As the year draws to a close, it looks like this pet effort might not pay off. The New York Democrat, however, is not letting the legislative session end without one last opportunity to remind his colleagues about the issue, albeit with a measure of subtlety.

In his capacity as chairman of the Joint Congressional Committee on Inaugural Ceremonies, Schumer announced Thursday that the theme for the 2013 festivities will be “Faith in America’s Future.”

The peaceful transfer of power and celebration of American Democracy, Schumer said, is an occasion on which to “take measure of how far we have come, and look towards our future with hope and determination.”

It’s also an opportunity, said a release announcing the theme, to honor the 150th anniversary of the placement of the Statue of Freedom on top of the Dome.

“When the Civil War threatened to bring construction of the Dome to a halt, workers pressed onward, even without pay, until Congress approved additional funding to complete the Dome that would be a symbol of unity and democracy to the entire world,” according to the release. “The official Inaugural Program, Luncheon, and other activities will reflect that theme.”

In the midst of war, death and uncertainty, the release continued, the Dome’s completion came to stand for the nation’s endurance.

“If people see the Capitol going on,” President Abraham Lincoln said at the time, “it is a sign we intend the Union shall go on.”

The Architect of the Capitol says it needs $61 million to move into the second phase of restoring the historic structure, which after 150 years of weather damage suffers from at least 1,300 known cracks that threaten its structural integrity.
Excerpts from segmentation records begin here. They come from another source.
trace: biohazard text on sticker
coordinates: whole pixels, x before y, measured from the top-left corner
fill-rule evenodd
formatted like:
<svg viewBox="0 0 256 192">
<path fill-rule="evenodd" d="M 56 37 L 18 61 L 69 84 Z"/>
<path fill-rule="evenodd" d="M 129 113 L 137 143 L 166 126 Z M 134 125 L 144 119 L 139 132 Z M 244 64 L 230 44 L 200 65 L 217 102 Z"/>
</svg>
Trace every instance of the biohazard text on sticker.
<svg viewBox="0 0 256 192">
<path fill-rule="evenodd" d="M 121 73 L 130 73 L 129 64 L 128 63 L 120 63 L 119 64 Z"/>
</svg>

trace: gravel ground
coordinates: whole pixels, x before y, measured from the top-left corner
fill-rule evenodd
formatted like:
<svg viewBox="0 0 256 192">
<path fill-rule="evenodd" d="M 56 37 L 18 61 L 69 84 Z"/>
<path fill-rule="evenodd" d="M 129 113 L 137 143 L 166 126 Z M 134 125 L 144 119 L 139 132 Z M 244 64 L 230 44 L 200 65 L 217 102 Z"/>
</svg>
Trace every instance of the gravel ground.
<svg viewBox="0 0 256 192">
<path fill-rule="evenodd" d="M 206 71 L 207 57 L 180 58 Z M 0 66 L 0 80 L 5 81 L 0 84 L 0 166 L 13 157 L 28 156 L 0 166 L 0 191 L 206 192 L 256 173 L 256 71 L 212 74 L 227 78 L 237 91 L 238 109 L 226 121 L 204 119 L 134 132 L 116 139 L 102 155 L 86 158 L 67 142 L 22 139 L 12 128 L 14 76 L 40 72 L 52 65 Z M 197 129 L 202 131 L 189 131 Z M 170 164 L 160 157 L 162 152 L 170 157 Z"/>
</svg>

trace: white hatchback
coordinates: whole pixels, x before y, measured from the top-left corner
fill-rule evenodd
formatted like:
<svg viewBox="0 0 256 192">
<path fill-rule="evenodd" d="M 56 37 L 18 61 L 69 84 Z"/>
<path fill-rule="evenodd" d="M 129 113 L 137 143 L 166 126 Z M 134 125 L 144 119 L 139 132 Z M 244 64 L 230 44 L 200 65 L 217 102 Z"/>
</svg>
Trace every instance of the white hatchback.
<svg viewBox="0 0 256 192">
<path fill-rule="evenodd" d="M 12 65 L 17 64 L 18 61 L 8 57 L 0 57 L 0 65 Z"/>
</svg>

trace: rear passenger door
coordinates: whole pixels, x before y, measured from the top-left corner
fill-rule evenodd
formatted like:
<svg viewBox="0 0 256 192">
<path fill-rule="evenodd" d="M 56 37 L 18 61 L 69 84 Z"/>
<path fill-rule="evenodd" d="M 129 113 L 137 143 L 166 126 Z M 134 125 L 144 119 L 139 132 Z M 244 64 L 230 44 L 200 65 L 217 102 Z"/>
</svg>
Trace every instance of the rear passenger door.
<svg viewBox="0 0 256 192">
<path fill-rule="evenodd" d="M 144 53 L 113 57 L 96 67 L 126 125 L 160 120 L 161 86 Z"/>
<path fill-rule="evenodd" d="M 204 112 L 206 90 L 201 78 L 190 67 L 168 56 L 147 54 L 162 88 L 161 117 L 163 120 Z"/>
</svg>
Some lawmakers, such as Schumer, have argued that the longer it takes for the money to come through the pipeline, the more money the project will cost and the more dangerous conditions will become.

In a letter to Speaker John A. Boehner, R-Ohio, in late August, Schumer appealed for the other chamber to approve the money.

“It would be a national embarrassment if partisan gridlock allows this iconic work of architecture to fall into a state of permanent decay,” Schumer said.